Wall: How much is that sort of good news has already been priced in there because the last five years have been really exciting place to be in small caps, particularly in the U.K. but also the wider Europe. So, can we expect to see this rally continue?
Williams: Well, I would say the last five years in European small caps have been very good and indeed, the last 10 years have been very good. In fact, even if you look at the last 30 since the fund I run has been around for 30 years, we've been seeing annual returns of about 14% over the whole of those 30 years. So, it's a great place to invest, but I think that's partly a peculiarity of smaller companies themselves. If you can find the right ones then there are loads of opportunities and very interesting opportunities to make money.
Right now, are smaller companies attractive?

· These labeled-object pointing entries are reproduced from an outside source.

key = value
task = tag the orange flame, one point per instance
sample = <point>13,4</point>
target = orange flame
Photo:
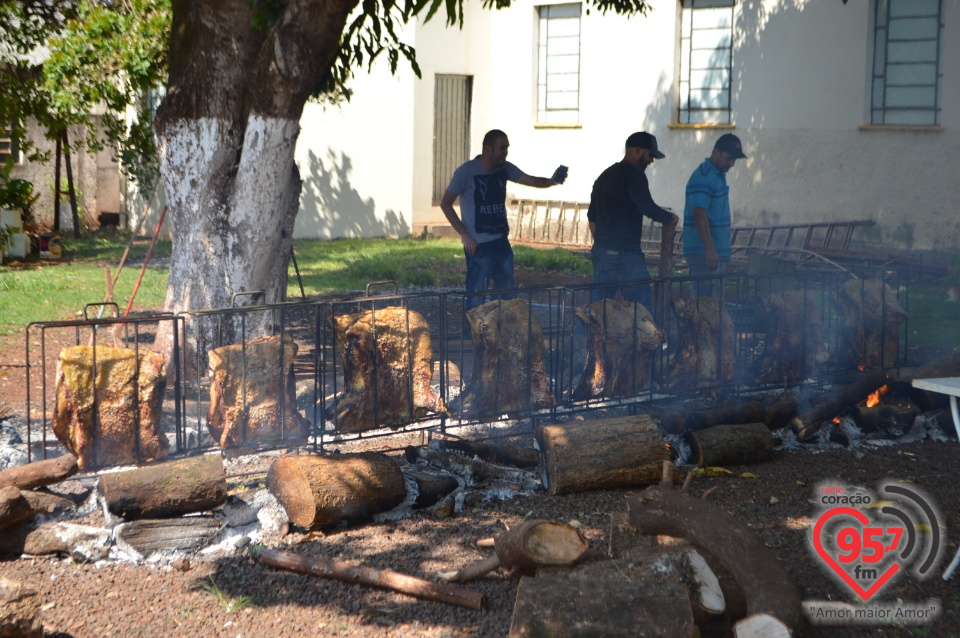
<point>874,397</point>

I think they still are. I think that the valuations relative to larger companies in Europe are attractive and actually more attractive than they were a year ago because we are seeing these positive earnings revisions and this more positive turn in Europe.
And secondly, there are simply opportunities for smaller companies to grow their profits in excess of the speed at which larger companies can. So, the profit margins in smaller companies are still a bit depressed. They are still reflecting weak European conditions and that means that they have further to rebound and that's a positive sign.
Wall: You said a very key phrase there. You said if you can find the right ones. This is not to say, of course, that all small caps only go one way. It's one of those places where active management can really pay off, isn't it?
Williams: I think. I think when you look at the active managers in the space most of them have outperformed the index. In other words, unlike many other areas of the stock market investment you can see that the index is a tough competitor. Here my tough competitors are the other active managers. And yes, we all spend our time looking for the right bottom-up opportunities, partly because that's where you make money but also possibly just as importantly, if you get the wrong ones, you're going to lose a lot of money. So, it's certainly a dangerous place to be invested. And if you are not properly prepared, it could be a minefield.
Wall: You mentioned there that you're a bottom-up stock picker. That's not to say that you completely ignore what goes on in the macro, in the economy and of course, Europe is in recovery. Smaller caps do tend to be more domestically focused. So, are you looking for stocks that are going to benefit from this sort of Euro recovery story?
Williams: Only in a very general sort of way. As I said earlier and as you pointed out, what really matters are the companies themselves. If we find a company that has absolutely no relationship to the European economic recovery story but we like it and we think it's going to do well and its strategy is satisfactory and the company meetings are good, then we'll buy it.
So, we will take indicators from top-down macroeconomic themes or currency changes or for example, the development of the Internet in payment solutions. All those are potentially useful indicators, but how they get translated into the individual company is what really matters and that's why I always resist looking at themes because what I don't want to do is to be put into other people's buckets or chasing other people's ideas. What I want is for our portfolio to represent ideas that we think makes sense from a bottom-up perspective.
Wall: Nick, thank you very much.
Williams: Thank you.
Wall: This is Emma Wall for Morningstar. Thank you for watching.